La educación de Emily fue de las mejores que una chica podía recibir en esa época, algo que no era común para todas, pero en Amherst sí se valoraba. Pasó siete años en la Amherst Academy, donde devoraba clases de latín, astronomía y todo tipo de ciencias naturales, y luego, a los 17, se fue por un año al Mount Holyoke Female Seminary, una escuela para mujeres que enfatizaba la religión; sin embargo, no aguantó el ambiente tan estricto y el constante llamado a “convertirse” espiritualmente, así que regresó a casa con una mezcla de alivio y nostalgia. En casa, cuidaba el jardín con pasión, como si cada flor fuera un poema; momentos de libertad interior, tocaba el piano, leía a autores como Shakespeare o los románticos, y escribía cartas a sus amigas de la infancia, llenas de humor y reflexiones. Su papá era estricto, pero cariñoso. La familia se mudó de vuelta a Homestead en 1855.
Conforme entraba en sus veinte, Emily empezó a retirarse del bullicio social, prefería su mundo interior. Imagina que decides no ir a todas las fiestas y, en cambio, pasas las noches leyendo o escribiendo. Cultivó amistades a través de cartas, manteniendo correspondencia con editores, escritores y confidentes como Thomas Wentworth Higginson, a quien llamaba su “preceptor”. Entre 1858 y 1865, en medio de la Guerra Civil, vivió su época más creativa: escribió más de mil poemas, los cosía en cuadernitos caseros llamados fascículos y los compartía en cartas con su cuñada Susan Gilbert, que se casó con Austin y vivía en la casa de al lado, o con amigos como Samuel Bowles, quien publicó algunos sin pedirle permiso. Solo una docena de sus poemas vieron la luz en vida, y casi siempre de forma anónima o editada.
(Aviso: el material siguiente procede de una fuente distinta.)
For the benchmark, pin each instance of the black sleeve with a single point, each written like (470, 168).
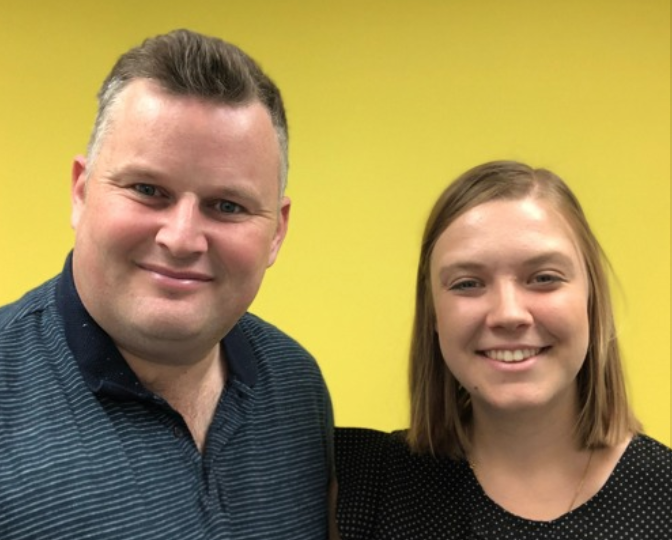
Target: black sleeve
(360, 455)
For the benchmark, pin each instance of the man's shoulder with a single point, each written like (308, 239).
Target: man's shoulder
(264, 336)
(34, 301)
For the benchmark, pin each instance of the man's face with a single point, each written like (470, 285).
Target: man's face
(178, 220)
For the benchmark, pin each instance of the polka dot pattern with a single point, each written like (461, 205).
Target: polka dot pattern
(387, 493)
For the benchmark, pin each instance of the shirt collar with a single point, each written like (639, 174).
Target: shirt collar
(102, 365)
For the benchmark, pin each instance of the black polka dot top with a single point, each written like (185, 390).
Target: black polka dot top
(385, 492)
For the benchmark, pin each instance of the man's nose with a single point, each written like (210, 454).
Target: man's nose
(181, 231)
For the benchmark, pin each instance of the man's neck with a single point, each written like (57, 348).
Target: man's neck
(192, 389)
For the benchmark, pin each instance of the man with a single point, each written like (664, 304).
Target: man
(138, 399)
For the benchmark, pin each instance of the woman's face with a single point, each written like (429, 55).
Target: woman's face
(510, 291)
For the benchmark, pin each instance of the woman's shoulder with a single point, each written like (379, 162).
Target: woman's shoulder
(383, 484)
(646, 455)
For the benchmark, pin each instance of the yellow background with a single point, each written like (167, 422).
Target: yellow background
(388, 101)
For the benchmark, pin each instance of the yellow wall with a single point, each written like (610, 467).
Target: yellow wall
(388, 100)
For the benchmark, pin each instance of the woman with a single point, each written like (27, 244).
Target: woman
(520, 424)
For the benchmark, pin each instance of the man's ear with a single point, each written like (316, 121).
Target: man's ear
(281, 230)
(77, 190)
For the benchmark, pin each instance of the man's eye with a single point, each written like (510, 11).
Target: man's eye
(228, 207)
(145, 189)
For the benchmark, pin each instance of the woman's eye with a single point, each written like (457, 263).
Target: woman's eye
(466, 285)
(547, 278)
(228, 207)
(145, 189)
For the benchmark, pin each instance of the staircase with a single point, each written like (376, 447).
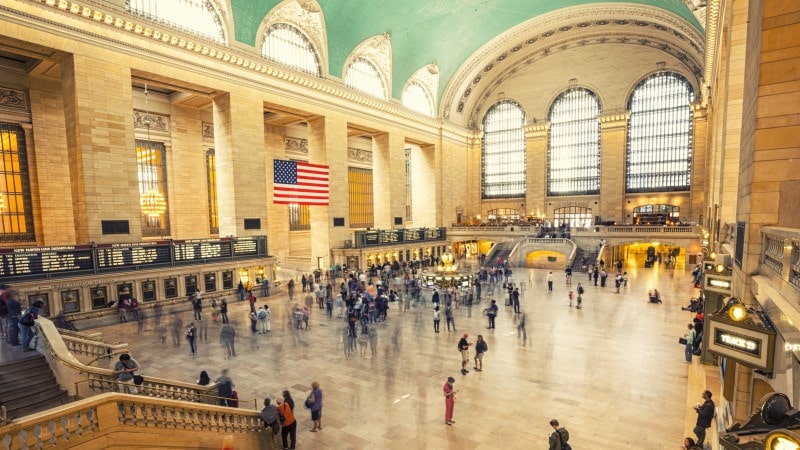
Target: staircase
(28, 386)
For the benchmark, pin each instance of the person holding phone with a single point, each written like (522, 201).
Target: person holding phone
(449, 400)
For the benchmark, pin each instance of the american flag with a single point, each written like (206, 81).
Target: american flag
(300, 183)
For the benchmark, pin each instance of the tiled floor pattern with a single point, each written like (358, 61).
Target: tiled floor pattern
(612, 372)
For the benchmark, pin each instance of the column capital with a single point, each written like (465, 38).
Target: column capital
(537, 130)
(613, 120)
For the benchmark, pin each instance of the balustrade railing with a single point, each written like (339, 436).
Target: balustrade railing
(95, 418)
(69, 370)
(780, 253)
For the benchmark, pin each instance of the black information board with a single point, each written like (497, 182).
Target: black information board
(245, 246)
(125, 255)
(201, 250)
(45, 261)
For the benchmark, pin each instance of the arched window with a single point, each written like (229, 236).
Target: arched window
(573, 151)
(503, 155)
(659, 156)
(362, 75)
(286, 45)
(416, 98)
(198, 17)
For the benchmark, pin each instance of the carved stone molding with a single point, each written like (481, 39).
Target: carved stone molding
(296, 145)
(359, 155)
(208, 130)
(158, 123)
(13, 100)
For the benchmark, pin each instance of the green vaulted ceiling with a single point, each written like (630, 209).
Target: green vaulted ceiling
(422, 31)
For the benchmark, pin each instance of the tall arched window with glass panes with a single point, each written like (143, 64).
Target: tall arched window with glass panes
(362, 75)
(573, 150)
(503, 153)
(659, 150)
(285, 44)
(198, 17)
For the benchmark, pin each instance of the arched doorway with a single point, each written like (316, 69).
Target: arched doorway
(573, 216)
(656, 215)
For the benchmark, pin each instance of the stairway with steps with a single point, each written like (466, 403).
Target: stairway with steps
(28, 386)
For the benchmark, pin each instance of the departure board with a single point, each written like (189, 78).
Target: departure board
(112, 256)
(45, 261)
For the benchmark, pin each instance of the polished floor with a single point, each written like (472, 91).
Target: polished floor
(612, 373)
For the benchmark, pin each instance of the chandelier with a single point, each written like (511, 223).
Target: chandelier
(152, 202)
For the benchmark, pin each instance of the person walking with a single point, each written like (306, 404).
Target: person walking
(223, 311)
(491, 313)
(316, 407)
(225, 389)
(689, 344)
(191, 336)
(559, 437)
(705, 413)
(124, 370)
(227, 337)
(463, 347)
(480, 348)
(288, 422)
(27, 320)
(448, 315)
(449, 400)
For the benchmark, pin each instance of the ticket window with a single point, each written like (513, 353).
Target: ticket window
(227, 279)
(125, 291)
(41, 297)
(148, 290)
(99, 296)
(70, 301)
(170, 287)
(210, 282)
(190, 283)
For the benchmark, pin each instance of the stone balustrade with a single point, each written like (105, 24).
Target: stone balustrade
(142, 421)
(781, 253)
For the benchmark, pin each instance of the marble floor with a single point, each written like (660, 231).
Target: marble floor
(612, 373)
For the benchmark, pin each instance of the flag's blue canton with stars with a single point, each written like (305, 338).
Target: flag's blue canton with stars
(299, 182)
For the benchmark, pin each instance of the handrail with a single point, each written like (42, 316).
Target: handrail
(67, 368)
(106, 414)
(161, 392)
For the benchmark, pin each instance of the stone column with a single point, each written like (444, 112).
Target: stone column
(102, 158)
(55, 222)
(327, 144)
(613, 135)
(536, 167)
(388, 178)
(187, 175)
(241, 163)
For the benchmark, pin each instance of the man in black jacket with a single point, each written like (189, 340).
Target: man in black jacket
(705, 412)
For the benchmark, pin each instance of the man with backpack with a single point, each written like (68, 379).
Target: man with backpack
(559, 438)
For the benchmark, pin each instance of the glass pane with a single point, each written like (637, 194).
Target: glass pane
(503, 155)
(659, 150)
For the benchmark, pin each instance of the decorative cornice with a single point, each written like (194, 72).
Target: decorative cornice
(296, 145)
(217, 54)
(530, 35)
(13, 100)
(359, 155)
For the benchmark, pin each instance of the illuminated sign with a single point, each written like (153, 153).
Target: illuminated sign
(748, 343)
(737, 342)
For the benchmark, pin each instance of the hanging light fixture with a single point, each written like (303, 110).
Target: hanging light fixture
(152, 202)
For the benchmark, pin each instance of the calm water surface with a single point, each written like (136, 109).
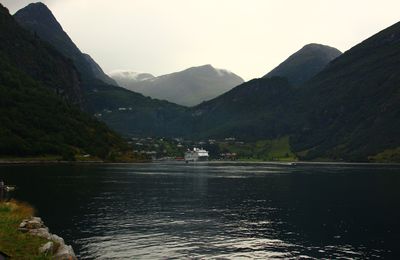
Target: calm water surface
(217, 210)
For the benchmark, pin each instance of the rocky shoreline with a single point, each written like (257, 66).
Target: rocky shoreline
(55, 247)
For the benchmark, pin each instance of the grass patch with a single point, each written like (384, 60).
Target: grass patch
(13, 242)
(387, 156)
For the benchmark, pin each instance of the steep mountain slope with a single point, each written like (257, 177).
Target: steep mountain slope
(125, 111)
(189, 87)
(38, 60)
(124, 78)
(34, 119)
(354, 109)
(305, 63)
(35, 17)
(349, 111)
(250, 111)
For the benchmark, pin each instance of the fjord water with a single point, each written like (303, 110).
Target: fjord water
(216, 209)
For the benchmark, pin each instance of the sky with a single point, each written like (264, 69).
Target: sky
(247, 37)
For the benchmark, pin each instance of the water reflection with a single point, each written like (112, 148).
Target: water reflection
(217, 210)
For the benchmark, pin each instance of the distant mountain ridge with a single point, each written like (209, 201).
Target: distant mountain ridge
(349, 111)
(345, 110)
(305, 63)
(37, 18)
(188, 87)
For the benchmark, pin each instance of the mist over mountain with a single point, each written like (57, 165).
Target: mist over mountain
(328, 106)
(305, 63)
(188, 87)
(37, 18)
(126, 77)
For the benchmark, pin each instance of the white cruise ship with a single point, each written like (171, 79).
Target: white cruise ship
(196, 155)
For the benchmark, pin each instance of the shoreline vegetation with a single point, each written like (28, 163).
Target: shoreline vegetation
(58, 160)
(23, 236)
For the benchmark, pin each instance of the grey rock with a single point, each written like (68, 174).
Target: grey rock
(47, 248)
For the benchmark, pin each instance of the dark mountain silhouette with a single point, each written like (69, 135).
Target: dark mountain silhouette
(127, 112)
(39, 91)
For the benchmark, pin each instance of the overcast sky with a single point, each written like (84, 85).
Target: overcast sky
(248, 37)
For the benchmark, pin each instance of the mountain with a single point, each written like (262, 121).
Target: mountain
(127, 112)
(188, 87)
(350, 111)
(37, 18)
(125, 77)
(39, 91)
(305, 63)
(249, 111)
(353, 105)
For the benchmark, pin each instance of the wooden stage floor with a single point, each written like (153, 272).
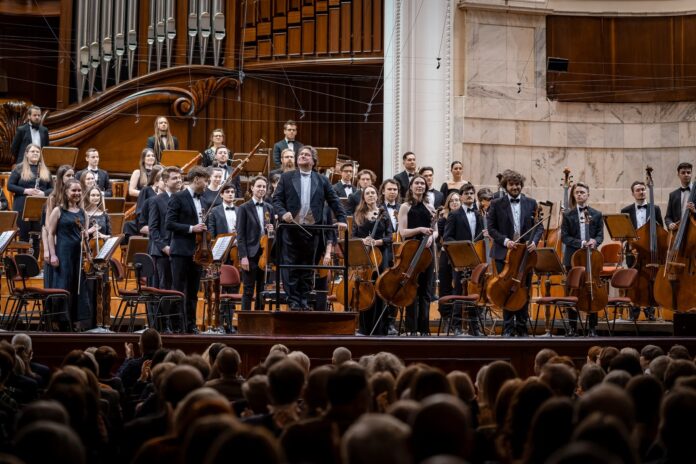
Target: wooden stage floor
(448, 353)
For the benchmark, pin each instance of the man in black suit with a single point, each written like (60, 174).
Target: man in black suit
(101, 177)
(575, 236)
(253, 222)
(160, 238)
(184, 220)
(435, 197)
(344, 187)
(679, 198)
(510, 217)
(31, 132)
(290, 131)
(640, 215)
(466, 223)
(300, 198)
(405, 176)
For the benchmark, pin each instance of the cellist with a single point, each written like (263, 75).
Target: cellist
(510, 216)
(185, 220)
(574, 236)
(638, 213)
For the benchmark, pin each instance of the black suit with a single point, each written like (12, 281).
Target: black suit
(186, 275)
(500, 227)
(102, 180)
(297, 247)
(248, 237)
(282, 145)
(22, 139)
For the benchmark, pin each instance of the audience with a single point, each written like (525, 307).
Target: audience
(168, 406)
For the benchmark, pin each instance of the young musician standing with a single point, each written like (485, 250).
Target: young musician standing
(465, 223)
(253, 222)
(300, 198)
(184, 221)
(415, 222)
(679, 198)
(510, 216)
(575, 236)
(638, 213)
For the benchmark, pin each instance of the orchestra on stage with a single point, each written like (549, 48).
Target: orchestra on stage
(309, 238)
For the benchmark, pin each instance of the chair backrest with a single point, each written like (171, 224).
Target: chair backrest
(229, 276)
(624, 278)
(575, 278)
(611, 252)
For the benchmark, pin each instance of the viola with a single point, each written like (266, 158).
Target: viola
(592, 297)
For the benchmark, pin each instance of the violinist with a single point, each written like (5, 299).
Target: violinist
(510, 216)
(65, 236)
(638, 213)
(679, 198)
(463, 223)
(574, 236)
(375, 229)
(185, 220)
(415, 222)
(253, 222)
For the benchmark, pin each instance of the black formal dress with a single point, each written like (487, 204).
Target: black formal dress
(501, 226)
(418, 313)
(182, 215)
(16, 185)
(373, 318)
(297, 246)
(250, 229)
(22, 139)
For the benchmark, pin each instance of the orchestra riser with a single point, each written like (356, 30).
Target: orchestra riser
(448, 353)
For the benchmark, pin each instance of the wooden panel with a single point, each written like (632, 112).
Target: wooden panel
(294, 40)
(322, 34)
(280, 43)
(377, 25)
(308, 37)
(367, 26)
(345, 27)
(334, 29)
(357, 26)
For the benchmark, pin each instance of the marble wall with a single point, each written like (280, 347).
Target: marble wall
(502, 119)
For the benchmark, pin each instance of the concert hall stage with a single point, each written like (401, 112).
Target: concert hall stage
(448, 353)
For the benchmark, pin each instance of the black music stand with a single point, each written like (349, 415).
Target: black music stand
(548, 264)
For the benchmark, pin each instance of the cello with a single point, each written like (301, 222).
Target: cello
(398, 286)
(675, 283)
(650, 244)
(203, 253)
(592, 297)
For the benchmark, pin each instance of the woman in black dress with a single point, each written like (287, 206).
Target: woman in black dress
(30, 178)
(366, 215)
(415, 223)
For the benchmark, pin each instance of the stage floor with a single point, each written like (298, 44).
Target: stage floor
(448, 353)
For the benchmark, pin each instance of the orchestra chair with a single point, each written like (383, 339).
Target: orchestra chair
(622, 280)
(229, 277)
(459, 302)
(44, 301)
(575, 279)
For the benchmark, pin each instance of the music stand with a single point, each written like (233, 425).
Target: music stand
(178, 158)
(115, 204)
(54, 157)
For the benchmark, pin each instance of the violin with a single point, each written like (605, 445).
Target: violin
(508, 290)
(398, 286)
(203, 253)
(592, 297)
(675, 283)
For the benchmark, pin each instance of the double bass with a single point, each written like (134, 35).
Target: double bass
(675, 284)
(651, 245)
(592, 297)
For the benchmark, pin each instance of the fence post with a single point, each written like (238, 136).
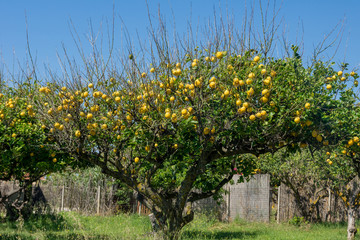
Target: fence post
(62, 198)
(228, 202)
(98, 201)
(329, 209)
(139, 207)
(278, 213)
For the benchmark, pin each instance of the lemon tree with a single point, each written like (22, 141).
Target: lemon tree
(26, 154)
(175, 131)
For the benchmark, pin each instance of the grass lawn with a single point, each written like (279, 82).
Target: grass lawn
(74, 226)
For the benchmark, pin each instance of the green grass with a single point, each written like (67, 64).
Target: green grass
(75, 226)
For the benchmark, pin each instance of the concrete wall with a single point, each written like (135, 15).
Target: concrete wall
(249, 200)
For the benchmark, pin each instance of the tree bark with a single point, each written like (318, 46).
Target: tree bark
(351, 230)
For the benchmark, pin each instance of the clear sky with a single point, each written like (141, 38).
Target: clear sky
(48, 22)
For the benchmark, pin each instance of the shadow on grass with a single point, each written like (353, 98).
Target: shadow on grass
(47, 222)
(54, 236)
(195, 234)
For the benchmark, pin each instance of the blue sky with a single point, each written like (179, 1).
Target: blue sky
(48, 22)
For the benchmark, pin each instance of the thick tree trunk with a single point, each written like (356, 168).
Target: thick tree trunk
(171, 223)
(351, 223)
(19, 203)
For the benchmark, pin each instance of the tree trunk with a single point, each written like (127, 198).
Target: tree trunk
(351, 223)
(171, 223)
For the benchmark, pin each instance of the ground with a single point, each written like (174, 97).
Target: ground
(75, 226)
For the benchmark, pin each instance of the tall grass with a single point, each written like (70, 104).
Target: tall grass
(75, 226)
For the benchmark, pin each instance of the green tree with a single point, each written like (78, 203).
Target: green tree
(26, 153)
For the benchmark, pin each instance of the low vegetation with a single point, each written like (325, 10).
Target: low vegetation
(71, 225)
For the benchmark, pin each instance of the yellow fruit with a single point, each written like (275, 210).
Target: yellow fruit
(241, 110)
(176, 72)
(251, 75)
(248, 81)
(206, 131)
(167, 115)
(197, 83)
(256, 59)
(77, 133)
(303, 145)
(314, 133)
(264, 99)
(250, 92)
(219, 55)
(265, 91)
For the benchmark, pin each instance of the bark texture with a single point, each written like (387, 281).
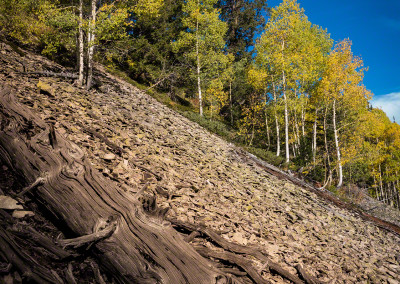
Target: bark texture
(140, 248)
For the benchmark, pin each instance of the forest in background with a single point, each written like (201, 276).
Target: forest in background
(281, 83)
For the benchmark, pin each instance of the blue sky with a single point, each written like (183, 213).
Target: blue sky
(374, 28)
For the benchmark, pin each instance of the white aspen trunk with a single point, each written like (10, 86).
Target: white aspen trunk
(80, 43)
(328, 176)
(267, 129)
(314, 143)
(278, 141)
(230, 101)
(91, 37)
(198, 66)
(286, 110)
(303, 118)
(296, 123)
(380, 183)
(335, 131)
(286, 122)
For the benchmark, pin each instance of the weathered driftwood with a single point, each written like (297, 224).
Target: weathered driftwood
(233, 249)
(65, 75)
(141, 249)
(29, 269)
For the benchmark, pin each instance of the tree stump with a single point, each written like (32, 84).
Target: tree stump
(133, 244)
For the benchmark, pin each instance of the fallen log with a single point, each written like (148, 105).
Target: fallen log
(140, 248)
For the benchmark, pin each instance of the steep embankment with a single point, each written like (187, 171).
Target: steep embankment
(134, 140)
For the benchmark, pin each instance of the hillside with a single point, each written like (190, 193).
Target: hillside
(134, 140)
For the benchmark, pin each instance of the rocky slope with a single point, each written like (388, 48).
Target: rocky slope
(134, 140)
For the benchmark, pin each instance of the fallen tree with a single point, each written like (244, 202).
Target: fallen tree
(132, 241)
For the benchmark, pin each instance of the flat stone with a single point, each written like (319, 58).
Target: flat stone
(109, 157)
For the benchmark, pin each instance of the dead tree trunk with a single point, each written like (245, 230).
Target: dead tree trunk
(132, 241)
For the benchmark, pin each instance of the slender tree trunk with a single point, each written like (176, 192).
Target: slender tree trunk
(381, 183)
(286, 119)
(296, 123)
(91, 45)
(278, 141)
(286, 109)
(267, 129)
(230, 101)
(314, 142)
(303, 118)
(335, 131)
(252, 135)
(328, 177)
(80, 43)
(198, 65)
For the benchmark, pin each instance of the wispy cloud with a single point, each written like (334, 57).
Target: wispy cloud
(389, 103)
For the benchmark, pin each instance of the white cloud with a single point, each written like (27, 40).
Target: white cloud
(389, 103)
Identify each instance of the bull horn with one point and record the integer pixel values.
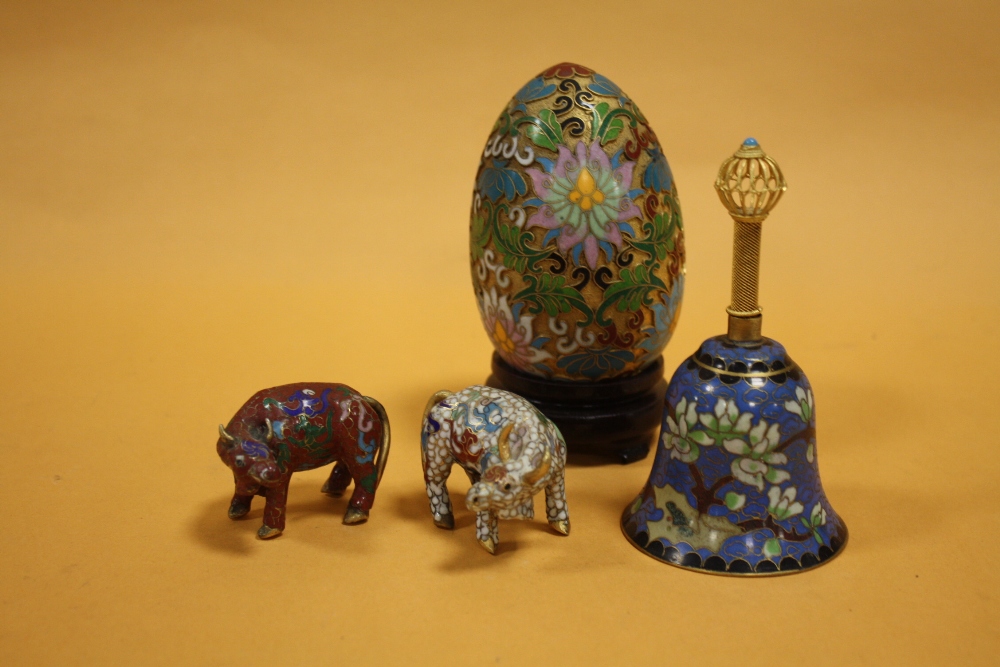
(541, 471)
(503, 442)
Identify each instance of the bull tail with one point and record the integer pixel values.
(383, 448)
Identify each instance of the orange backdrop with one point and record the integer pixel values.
(198, 200)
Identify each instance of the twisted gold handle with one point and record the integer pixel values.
(749, 184)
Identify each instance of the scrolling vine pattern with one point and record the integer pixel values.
(576, 235)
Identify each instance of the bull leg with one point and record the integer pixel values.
(487, 530)
(364, 490)
(239, 505)
(437, 469)
(555, 503)
(274, 510)
(340, 478)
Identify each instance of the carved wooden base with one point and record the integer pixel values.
(617, 418)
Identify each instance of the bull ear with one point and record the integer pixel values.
(541, 471)
(503, 442)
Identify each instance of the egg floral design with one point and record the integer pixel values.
(576, 237)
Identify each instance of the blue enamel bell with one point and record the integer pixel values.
(735, 486)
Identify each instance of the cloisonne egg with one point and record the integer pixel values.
(576, 239)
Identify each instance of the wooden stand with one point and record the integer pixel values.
(617, 418)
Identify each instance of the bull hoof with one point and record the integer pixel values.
(238, 511)
(354, 515)
(561, 527)
(268, 533)
(333, 493)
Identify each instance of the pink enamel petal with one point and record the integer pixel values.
(598, 155)
(590, 250)
(631, 212)
(564, 157)
(570, 237)
(538, 179)
(544, 217)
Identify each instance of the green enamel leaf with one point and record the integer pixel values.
(550, 294)
(600, 112)
(540, 138)
(614, 129)
(636, 287)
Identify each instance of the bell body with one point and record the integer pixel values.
(735, 485)
(577, 253)
(576, 239)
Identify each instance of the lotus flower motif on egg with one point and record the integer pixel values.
(577, 242)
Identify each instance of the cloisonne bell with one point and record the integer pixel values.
(735, 484)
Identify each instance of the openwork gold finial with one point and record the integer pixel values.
(749, 184)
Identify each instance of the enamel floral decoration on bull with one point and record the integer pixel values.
(577, 243)
(296, 427)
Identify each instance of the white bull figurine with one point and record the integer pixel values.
(509, 450)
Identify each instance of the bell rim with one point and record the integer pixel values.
(741, 575)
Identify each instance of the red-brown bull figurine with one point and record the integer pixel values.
(298, 427)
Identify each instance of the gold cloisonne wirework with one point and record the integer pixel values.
(749, 185)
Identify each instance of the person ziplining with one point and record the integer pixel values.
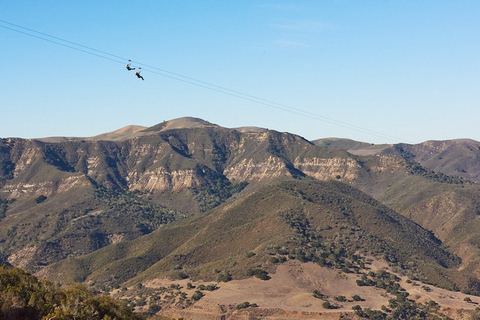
(138, 73)
(129, 68)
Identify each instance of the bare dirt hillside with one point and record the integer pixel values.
(289, 295)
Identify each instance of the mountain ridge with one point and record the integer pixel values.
(139, 203)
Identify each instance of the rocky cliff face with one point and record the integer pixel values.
(70, 197)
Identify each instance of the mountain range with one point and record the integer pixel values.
(188, 200)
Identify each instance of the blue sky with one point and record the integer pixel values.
(375, 71)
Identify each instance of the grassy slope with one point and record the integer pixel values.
(293, 219)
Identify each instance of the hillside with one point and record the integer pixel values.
(190, 199)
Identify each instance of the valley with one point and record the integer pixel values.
(187, 201)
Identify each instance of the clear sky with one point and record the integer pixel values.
(383, 71)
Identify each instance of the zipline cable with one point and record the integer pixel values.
(192, 81)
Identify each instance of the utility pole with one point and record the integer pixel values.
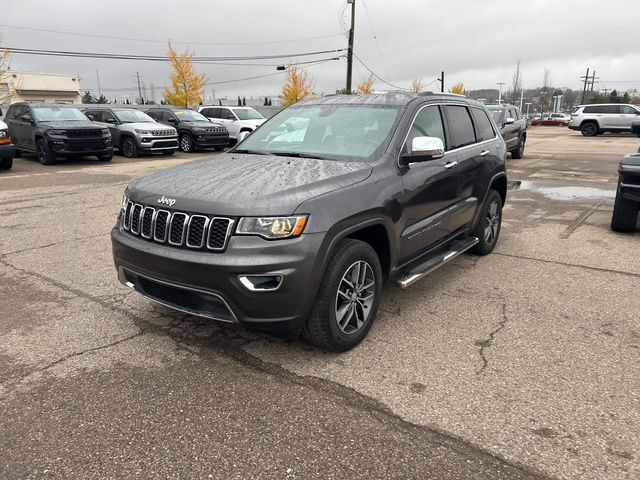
(350, 50)
(139, 88)
(500, 92)
(584, 89)
(98, 77)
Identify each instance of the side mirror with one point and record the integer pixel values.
(424, 149)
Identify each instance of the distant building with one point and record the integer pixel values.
(37, 87)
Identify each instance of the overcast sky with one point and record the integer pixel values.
(476, 42)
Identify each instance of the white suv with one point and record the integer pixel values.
(236, 119)
(606, 117)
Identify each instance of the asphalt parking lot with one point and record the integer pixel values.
(521, 364)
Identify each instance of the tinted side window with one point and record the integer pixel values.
(484, 129)
(428, 123)
(460, 126)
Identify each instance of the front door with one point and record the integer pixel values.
(429, 189)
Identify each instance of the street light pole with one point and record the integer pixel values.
(500, 93)
(350, 50)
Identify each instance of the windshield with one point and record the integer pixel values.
(57, 114)
(190, 116)
(133, 116)
(496, 114)
(247, 114)
(332, 132)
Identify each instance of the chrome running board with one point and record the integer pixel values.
(436, 262)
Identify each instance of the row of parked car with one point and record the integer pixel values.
(59, 131)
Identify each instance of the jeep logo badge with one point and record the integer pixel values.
(167, 201)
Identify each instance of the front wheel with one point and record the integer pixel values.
(186, 143)
(6, 163)
(45, 155)
(488, 227)
(348, 298)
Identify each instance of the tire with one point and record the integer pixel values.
(186, 143)
(128, 148)
(625, 215)
(518, 152)
(589, 129)
(44, 153)
(322, 328)
(6, 163)
(488, 227)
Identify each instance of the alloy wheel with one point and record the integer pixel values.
(354, 299)
(492, 223)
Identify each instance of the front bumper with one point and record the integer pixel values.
(207, 281)
(7, 150)
(80, 147)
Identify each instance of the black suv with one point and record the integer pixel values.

Su reclusión se volvió más notoria en los siguientes años. Rara vez salía del Homestead, recibía visitas contadas, como la de Higginson en 1870, a quien le explicó la poesía de una forma que cualquiera entendería: “Si leo un libro y todo mi cuerpo se enfría tanto que ningún fuego lo calienta, sé que es poesía”. Mantuvo amores a distancia, pero siempre a través de cartas apasionadas y juguetonas, sin casarse nunca. La familia era su ancla, adoraba a sus sobrinos, especialmente al pequeño Gilbert, y cuidó a su madre cuando esta quedó inválida. Los golpes llegaron en los últimos años: la muerte de su padre en 1874, de su madre en 1882 y de su sobrino en 1883, y problemas de salud como dolores de ojos la mantuvieron más en casa, pero siguió escribiendo hasta sumar casi 1800 poemas.
Emily se fue el 15 de mayo de 1886, a los 55 años; murió en su amado Homestead, rodeada de los suyos, y la enterraron en el cementerio del pueblo con una sencilla lápida que solo dice “Llamada de vuelta”. Nadie imaginaba entonces el tesoro que dejó, Lavinia encontró los fascículos en su habitación y, con ayuda de Higginson y Mabel Loomis Todd, publicó el primer libro de poemas en 1890, que fue un éxito.
Frases de Emily Dickinson
- Para viajar lejos, no hay mejor nave que un libro.
- La esperanza es esa cosa con plumas que se posa en el alma y canta la melodía sin palabras, que nunca cesa.
- Ignoramos nuestra verdadera estatura hasta que nos ponemos en pie.
- Lo que nunca volverá otra vez, es lo que hace la vida tan dulce.
- Todo lo que sabemos del amor es que el amor es todo lo que hay.
- No hay mejor fragata que un libro para llevarnos a tierras lejanas.
- El éxito es más dulce a aquellas personas que nunca antes lo habían disfrutado.
- El hecho de que sea irrepetible es lo que hace tan dulce la vida.